Or at least it seemed like that many steps. When you gain almost 3,000 vertical feet in just under 3 miles, the trail has to be steep given that there were very few switchbacks. And the trail up Mt Atago, at 3,031 ft the highest peak in the mountains encircling Kyoto, is so steep that over half of it seemed to consist of cut stone or earthen steps edged with small tree trunks.
To reach the trailhead, we took the Kyoto Bus from the Arashiyama area in northwest Kyoto to the end of the line Kiyotaki. Many of the people on the bus with us (all Japanese) were obviously hikers, and when we disembarked we just followed them. The trail starts just after you cross over the Kiyotaki River.
Everyone likes to have their picture taken at the formal beginning of the trail up the mountain.
For the next 40 minutes the climb looks mostly like this.
Either cut stone steps or steps edged with small tree trunks.
There are a few rest shelters on the way to the top, this is the first one which is located on the site of a former tea house that disappeared a long time ago.

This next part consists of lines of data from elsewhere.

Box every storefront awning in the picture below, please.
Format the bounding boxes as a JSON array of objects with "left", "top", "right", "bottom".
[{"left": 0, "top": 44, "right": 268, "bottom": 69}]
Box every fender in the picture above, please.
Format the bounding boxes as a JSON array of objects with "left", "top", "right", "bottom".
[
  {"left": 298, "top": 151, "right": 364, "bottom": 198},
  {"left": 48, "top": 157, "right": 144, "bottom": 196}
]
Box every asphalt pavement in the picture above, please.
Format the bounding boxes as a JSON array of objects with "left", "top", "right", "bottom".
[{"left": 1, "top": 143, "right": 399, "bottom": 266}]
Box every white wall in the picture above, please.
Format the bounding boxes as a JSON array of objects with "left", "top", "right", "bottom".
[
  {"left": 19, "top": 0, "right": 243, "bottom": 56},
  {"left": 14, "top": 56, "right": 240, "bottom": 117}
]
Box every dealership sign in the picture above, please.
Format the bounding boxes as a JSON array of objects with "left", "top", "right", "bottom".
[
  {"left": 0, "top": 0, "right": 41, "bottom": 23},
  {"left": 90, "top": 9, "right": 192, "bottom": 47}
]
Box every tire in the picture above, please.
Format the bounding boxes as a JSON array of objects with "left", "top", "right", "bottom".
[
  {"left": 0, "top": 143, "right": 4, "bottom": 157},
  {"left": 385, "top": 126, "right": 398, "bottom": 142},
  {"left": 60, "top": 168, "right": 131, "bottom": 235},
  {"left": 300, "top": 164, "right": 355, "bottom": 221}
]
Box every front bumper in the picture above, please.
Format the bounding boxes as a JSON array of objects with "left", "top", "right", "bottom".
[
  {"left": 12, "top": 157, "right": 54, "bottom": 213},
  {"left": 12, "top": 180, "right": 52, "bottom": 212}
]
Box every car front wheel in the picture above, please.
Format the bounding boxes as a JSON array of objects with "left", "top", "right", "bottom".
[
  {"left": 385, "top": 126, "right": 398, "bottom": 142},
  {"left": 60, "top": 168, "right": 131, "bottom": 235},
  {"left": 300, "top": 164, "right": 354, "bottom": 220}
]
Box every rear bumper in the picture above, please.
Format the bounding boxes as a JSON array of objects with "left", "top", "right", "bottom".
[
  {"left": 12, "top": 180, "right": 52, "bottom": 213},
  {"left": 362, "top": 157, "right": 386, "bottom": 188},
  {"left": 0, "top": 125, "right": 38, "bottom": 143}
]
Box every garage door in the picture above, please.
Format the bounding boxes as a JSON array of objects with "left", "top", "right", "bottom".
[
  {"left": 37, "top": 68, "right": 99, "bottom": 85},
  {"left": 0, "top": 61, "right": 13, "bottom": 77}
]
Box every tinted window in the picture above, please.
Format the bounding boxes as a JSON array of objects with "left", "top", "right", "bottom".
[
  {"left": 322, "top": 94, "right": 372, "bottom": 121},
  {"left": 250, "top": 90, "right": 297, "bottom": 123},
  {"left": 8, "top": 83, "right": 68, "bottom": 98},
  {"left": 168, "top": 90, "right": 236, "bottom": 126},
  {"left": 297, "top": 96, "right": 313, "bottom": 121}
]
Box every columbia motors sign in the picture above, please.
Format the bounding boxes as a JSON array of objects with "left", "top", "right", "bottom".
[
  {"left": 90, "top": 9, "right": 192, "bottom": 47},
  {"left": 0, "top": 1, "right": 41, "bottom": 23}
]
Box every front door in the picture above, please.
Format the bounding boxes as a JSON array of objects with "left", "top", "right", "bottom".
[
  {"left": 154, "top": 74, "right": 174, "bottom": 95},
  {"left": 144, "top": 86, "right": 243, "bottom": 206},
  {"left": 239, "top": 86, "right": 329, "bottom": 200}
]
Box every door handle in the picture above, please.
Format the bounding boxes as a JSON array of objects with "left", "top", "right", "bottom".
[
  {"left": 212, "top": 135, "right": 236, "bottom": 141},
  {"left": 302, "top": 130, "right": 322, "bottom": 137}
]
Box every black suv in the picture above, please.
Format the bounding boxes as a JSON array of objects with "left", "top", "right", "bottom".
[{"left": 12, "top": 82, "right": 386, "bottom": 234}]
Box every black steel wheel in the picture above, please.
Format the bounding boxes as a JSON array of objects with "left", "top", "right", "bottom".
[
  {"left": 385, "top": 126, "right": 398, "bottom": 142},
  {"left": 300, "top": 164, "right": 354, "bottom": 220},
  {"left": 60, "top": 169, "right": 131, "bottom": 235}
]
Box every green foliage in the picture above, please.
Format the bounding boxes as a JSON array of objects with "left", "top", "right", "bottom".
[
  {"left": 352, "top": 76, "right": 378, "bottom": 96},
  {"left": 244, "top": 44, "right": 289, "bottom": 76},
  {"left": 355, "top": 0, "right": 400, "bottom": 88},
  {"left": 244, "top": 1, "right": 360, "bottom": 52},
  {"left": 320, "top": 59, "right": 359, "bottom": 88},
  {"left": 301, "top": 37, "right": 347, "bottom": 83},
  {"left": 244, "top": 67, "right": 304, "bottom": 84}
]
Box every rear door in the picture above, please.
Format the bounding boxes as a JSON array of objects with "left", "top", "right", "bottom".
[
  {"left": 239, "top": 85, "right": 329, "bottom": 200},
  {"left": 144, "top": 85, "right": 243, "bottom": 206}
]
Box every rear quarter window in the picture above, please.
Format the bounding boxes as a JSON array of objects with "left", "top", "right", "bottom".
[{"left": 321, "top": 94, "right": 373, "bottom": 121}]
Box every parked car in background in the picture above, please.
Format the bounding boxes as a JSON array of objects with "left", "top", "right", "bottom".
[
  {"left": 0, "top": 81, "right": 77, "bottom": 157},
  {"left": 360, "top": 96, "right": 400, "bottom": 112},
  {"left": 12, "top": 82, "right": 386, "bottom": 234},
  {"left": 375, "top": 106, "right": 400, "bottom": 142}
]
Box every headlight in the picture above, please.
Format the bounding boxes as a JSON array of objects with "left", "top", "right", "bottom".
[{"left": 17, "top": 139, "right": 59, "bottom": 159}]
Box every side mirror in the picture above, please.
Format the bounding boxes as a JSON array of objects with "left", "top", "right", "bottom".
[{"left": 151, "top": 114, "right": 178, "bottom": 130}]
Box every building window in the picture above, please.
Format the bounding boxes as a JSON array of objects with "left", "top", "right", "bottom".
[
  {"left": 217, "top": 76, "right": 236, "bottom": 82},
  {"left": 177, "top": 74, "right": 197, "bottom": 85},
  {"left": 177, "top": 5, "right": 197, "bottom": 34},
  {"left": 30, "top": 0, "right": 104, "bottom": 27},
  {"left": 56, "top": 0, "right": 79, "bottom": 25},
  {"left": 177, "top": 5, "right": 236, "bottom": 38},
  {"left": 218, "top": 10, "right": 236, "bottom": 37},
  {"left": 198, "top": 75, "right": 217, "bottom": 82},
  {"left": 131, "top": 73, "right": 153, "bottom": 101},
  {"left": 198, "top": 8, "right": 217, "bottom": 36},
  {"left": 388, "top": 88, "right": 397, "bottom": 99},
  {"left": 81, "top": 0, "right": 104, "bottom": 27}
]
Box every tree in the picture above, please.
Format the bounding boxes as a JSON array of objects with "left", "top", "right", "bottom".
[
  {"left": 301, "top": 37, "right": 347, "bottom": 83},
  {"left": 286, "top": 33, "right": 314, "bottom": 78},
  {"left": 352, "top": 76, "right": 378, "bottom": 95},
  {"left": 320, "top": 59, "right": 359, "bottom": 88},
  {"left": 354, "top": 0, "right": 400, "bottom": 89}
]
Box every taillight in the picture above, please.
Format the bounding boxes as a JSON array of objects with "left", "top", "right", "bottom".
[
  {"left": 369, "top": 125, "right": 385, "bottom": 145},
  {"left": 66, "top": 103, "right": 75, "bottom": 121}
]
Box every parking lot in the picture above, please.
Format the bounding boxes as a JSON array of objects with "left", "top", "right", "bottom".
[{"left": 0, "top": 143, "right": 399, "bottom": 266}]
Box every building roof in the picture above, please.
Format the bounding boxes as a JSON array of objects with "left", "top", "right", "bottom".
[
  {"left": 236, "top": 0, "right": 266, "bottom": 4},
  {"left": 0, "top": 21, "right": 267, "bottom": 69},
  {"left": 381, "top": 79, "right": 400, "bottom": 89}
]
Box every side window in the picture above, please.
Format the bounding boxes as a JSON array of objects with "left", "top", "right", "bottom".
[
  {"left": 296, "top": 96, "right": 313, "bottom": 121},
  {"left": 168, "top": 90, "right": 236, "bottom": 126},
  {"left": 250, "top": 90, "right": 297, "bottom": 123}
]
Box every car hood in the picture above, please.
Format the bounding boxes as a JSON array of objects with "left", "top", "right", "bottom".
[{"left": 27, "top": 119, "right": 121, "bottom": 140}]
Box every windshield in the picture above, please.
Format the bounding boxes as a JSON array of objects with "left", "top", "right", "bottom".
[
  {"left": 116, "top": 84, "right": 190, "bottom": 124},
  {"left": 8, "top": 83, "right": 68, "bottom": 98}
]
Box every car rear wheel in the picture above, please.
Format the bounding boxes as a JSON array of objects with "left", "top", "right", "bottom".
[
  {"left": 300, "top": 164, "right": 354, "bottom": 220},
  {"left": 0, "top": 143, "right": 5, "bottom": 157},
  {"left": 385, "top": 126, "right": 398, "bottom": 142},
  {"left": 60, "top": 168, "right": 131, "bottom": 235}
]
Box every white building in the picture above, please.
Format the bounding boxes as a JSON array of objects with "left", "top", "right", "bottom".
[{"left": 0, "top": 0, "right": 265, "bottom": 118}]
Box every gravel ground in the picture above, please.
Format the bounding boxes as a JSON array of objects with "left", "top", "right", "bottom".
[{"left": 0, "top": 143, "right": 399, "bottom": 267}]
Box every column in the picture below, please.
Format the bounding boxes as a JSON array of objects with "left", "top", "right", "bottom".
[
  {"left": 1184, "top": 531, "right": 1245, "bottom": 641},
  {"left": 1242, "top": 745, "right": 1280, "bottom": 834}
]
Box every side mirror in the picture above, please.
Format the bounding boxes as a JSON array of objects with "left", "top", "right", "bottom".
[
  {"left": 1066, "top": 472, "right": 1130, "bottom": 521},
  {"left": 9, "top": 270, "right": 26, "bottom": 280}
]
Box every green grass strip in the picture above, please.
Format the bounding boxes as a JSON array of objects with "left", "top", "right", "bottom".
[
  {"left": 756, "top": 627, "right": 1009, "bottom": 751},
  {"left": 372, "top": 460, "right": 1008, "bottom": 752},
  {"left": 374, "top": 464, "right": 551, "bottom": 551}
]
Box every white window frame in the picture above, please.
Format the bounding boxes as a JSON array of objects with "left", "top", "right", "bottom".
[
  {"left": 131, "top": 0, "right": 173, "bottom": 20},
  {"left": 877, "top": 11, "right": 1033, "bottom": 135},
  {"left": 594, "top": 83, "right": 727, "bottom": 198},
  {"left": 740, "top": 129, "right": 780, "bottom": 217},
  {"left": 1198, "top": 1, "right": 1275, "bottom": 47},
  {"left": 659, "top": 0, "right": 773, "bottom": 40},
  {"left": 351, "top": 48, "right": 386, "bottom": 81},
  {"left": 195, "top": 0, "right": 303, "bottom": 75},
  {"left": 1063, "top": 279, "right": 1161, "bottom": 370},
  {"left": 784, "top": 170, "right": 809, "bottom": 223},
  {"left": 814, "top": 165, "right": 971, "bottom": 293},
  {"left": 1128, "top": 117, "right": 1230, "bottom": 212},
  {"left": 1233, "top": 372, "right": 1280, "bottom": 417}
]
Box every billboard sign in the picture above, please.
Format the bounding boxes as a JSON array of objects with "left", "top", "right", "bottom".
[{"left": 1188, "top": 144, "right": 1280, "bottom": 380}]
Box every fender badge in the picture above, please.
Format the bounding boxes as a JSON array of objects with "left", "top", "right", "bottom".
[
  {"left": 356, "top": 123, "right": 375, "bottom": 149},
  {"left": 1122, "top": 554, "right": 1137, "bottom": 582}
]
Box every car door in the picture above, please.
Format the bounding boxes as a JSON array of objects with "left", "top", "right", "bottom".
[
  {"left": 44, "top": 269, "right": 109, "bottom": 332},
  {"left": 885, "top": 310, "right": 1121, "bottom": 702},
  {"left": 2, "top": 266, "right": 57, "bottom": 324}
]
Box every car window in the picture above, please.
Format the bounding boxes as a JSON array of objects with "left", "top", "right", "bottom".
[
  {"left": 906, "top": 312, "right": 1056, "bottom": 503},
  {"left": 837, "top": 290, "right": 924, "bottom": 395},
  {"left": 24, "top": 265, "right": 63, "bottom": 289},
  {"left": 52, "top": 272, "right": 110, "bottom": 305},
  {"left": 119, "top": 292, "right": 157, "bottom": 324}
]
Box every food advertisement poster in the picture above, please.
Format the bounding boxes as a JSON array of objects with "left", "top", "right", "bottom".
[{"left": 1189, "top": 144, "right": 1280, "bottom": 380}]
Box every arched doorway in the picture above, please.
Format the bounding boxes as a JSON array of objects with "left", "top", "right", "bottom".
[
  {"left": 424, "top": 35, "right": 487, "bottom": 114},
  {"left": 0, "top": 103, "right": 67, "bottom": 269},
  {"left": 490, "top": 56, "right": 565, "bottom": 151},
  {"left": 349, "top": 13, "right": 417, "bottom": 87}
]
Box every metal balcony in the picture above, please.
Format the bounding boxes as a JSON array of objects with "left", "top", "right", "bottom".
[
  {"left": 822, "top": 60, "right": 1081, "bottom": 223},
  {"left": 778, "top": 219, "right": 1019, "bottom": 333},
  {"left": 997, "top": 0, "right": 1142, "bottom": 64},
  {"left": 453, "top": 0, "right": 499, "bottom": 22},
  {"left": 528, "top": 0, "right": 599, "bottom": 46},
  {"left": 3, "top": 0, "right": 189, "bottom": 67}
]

A young Japanese fellow coming down the trail saw us and his face expressed surprise. He said, with a pleasant and friendly manner, “We don’t see many foreigners doing this trail! It’s hard, isn’t it?”. I had noticed that a number of people on the trail had appeared surprised to see us. I would see their faces when I would say “Konnichiwa” (“Good day”) as they approached and they would look up and realize who I was. It wasn’t my perfect Japanese that caught their attention, I can assure you.
The climb continued through groves of red cedar and Hinoki cypress, with the occasional view of Kyoto in the distance. Fortunately the weather was reasonably cool and there was a slight breeze.
Arriving at this gate we were hopeful that the top was not going to be much farther.
And then we arrived here. Ahah, the top!
It was almost noon, so we stopped and ate our lunch, enjoying the lovely view of central Kyoto. There were several dozen other hikers in the same area enjoying their lunches as well. We were the only foreigners: everyone else was Japanese.
Finishing our lunch, we walked a bit farther past where we had stopped and realized we weren’t quite at the top. So up we went…
And that was really the top.
The way down was…a lot of steps. And we were tired. In some ways it is more tiring to descend steps than it is too climb them. We stopped to rest at the lowest shelter before the final section down to the river, and three young Western guys approached on the way up. Hearing us talking, they paused and one asked us where we were from. He was an American from Richmond, in the San Francisco Bay Area. He had quit his job in San Francisco with Salesforce (“I couldn’t take it anymore!”) and was working in nearby Kameoka as a “travel consultant”, but what he really enjoyed was teaching English in the evenings. He was with an British guy who was living in a Bhuddist monastery not far from us in Kyoto, and a French guy who was studying and learning to make traditional Japanese pottery. The American rarely saw any of his fellow countryman and was clearly happy to talk to us old people. He commented that we were dressed much like his parents were when they were hiking and traveling!
It took us about one hour and 50 minutes of walking to get to the top, and about the same to get down. We thought it was a very good day in the forest.